Conference Proceeding




Faculty of Health, Engineering and Science


School of Computer and Security Science/Artificial Intelligence and Optimisation Research Group




This article was originally published as: Dang, V.Q., Lam, C., & Lee, C. (2013). NSC-GA: Search for optimal shrinkage thresholds for nearest shrunken centroid. Proceedings of the 2013 Computational Intelligence in Bioinformatics and Computational Biology. (pp. 44-51). Singapore. IEEE. © 2013 IEEE. Personal use of this material is permitted.
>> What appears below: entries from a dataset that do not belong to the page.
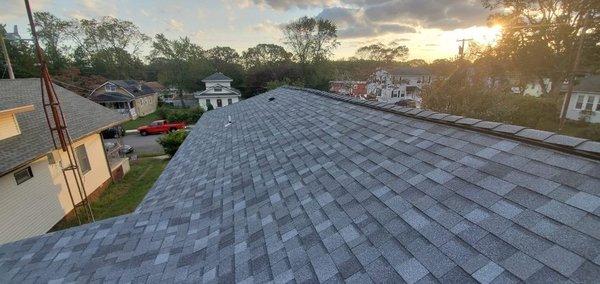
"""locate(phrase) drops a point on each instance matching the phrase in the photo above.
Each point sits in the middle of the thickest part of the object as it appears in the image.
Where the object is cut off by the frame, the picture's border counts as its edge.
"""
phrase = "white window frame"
(83, 160)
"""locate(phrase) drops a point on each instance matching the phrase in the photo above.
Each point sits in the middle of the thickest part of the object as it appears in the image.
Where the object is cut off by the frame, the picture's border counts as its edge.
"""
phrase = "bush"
(187, 115)
(171, 142)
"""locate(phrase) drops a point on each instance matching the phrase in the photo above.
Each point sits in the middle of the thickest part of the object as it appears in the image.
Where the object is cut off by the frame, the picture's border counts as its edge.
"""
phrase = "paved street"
(141, 144)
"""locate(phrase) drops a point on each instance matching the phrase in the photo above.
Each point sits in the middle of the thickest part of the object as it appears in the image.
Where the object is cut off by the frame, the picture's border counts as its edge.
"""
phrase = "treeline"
(83, 53)
(86, 52)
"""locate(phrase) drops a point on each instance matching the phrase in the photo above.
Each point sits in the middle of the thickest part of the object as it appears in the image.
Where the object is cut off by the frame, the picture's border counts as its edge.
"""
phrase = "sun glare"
(479, 35)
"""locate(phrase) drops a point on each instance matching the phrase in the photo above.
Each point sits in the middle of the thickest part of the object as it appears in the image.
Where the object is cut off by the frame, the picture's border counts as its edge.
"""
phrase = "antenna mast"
(58, 130)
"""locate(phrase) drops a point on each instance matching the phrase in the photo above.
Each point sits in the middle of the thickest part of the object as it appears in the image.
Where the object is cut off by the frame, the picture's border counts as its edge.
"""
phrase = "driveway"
(142, 144)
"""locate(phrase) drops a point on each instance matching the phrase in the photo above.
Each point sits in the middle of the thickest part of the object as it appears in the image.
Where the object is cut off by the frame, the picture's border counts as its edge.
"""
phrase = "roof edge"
(564, 143)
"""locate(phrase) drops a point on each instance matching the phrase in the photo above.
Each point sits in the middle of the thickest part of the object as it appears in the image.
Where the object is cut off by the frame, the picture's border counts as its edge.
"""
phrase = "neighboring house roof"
(110, 97)
(410, 71)
(132, 87)
(217, 77)
(310, 186)
(209, 92)
(83, 118)
(588, 84)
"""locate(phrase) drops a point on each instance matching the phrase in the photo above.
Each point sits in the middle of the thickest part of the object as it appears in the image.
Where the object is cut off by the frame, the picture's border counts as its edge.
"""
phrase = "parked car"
(113, 132)
(160, 126)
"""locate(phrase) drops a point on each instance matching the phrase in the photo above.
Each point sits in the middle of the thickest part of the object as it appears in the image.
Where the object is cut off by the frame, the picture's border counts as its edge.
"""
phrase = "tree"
(381, 52)
(22, 57)
(265, 54)
(52, 33)
(539, 36)
(311, 39)
(222, 55)
(179, 63)
(110, 44)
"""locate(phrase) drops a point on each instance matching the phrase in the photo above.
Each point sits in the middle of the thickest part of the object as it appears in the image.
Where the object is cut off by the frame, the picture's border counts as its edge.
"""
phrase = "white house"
(34, 194)
(400, 84)
(218, 92)
(585, 101)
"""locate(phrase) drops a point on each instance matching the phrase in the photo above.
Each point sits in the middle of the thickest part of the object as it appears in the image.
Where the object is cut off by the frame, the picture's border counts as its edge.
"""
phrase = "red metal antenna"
(58, 130)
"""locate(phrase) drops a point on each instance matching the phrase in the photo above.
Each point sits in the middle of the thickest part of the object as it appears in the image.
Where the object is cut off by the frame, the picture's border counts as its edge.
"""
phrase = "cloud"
(375, 17)
(441, 14)
(289, 4)
(175, 25)
(13, 10)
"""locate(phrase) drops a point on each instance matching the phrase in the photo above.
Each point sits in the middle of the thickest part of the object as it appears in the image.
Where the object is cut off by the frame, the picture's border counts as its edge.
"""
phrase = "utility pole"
(11, 74)
(569, 94)
(461, 48)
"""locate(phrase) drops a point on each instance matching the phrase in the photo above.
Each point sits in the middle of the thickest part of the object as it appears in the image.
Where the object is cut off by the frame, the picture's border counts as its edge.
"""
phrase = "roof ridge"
(560, 142)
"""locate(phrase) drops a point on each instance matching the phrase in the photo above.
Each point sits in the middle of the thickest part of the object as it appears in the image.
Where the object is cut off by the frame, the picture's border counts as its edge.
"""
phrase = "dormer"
(9, 125)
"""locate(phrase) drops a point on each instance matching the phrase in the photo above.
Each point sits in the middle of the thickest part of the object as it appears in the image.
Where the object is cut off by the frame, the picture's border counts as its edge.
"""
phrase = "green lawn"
(134, 124)
(123, 196)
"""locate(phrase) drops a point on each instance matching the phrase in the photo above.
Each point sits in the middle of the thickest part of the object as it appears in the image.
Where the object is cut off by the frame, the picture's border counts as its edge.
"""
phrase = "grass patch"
(122, 197)
(140, 121)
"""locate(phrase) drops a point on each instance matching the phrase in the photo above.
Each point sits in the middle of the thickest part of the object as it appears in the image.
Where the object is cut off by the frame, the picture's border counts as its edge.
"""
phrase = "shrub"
(171, 142)
(187, 115)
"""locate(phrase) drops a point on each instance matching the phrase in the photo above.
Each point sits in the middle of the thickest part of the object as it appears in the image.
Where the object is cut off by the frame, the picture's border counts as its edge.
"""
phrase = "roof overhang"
(51, 148)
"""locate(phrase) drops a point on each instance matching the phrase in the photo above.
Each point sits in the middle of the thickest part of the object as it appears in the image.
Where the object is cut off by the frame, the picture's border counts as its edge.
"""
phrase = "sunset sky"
(429, 28)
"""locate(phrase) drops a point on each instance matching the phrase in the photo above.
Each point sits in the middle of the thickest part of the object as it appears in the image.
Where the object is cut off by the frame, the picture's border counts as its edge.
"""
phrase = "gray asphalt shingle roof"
(308, 188)
(83, 117)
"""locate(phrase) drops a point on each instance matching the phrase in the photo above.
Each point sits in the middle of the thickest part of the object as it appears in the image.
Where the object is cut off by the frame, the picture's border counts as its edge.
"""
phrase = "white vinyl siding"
(82, 159)
(33, 207)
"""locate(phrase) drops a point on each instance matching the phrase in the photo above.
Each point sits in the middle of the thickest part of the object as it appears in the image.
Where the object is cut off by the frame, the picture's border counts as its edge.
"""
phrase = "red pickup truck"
(160, 126)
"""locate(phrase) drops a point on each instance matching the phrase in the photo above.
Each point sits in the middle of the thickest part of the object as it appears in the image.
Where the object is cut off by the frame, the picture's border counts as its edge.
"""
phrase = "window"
(590, 102)
(51, 159)
(579, 103)
(110, 87)
(23, 175)
(82, 159)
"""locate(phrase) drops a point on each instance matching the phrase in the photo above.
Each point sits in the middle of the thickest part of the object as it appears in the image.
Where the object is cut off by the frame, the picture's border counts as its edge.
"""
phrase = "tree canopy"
(311, 39)
(381, 52)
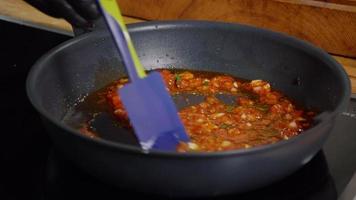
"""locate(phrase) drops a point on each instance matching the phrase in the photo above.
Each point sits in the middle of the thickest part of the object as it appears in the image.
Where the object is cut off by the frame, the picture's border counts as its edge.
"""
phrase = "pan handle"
(98, 24)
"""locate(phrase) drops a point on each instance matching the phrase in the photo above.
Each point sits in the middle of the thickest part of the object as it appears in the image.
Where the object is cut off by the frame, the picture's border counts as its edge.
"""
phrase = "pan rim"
(154, 25)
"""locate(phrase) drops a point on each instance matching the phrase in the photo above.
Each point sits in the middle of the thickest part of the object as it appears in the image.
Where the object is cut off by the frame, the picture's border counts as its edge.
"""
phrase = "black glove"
(79, 13)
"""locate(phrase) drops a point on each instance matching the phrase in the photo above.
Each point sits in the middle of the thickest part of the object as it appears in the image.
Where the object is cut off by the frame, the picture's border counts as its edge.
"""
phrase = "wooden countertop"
(18, 11)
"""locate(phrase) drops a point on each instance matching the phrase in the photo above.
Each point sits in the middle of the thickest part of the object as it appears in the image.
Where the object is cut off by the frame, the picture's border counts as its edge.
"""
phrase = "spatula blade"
(152, 112)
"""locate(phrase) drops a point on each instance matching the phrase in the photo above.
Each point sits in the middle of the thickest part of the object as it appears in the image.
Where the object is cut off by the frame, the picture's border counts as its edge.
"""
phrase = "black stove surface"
(31, 168)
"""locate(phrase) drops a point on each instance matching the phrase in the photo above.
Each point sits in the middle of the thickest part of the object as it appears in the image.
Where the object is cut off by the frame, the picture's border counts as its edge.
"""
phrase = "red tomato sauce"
(260, 116)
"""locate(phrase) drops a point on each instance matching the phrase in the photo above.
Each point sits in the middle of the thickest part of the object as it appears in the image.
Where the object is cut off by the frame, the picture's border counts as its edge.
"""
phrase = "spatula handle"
(115, 22)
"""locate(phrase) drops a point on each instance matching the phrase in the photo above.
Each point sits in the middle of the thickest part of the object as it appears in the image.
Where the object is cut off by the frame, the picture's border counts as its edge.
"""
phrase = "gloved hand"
(79, 13)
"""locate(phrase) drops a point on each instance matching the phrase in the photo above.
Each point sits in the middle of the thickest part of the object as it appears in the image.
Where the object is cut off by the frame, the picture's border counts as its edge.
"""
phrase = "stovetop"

Permission from IEEE must be obtained for all other uses, in any current or future media, including reprinting/republishing this material for advertising or promotional purposes, creating new collective works, for resale or redistribution to servers or lists, or reuse of any copyrighted component of this work in other works. Original article available here


In this paper, a hybrid approach incorporating the Nearest Shrunken Centroid (NSC) and Genetic Algorithm (GA) is proposed to automatically search for an optimal range of shrinkage threshold values for the NSC to improve feature selection and classification accuracy for high dimensional data. The selection of a threshold value is crucial as it is the key factor in the NSC to find significant relative differences between the overall centroid and the class centroid. However, selecting this threshold value via 'trial and error' in empirical approaches can be time-consuming and imprecise. In the proposed NSC-GA approach, shrinkage threshold values for the NSC are encoded as genes in chromosomes that are evaluated using a fitness measure obtained from the classifier in the NSC. The proposed approach automatically searches for the optimal threshold for the NSC by utilizing GA. The proposed approach was evaluated using a number of data sets; Alzheimer's disease, Colon and Leukemia cancer datasets. Experimental results indicated that the proposed approach finds the optimal range of shrinkage thresholds for each dataset, subsequently leading to a higher classification result and involving a smaller number of features when compared to previous studies.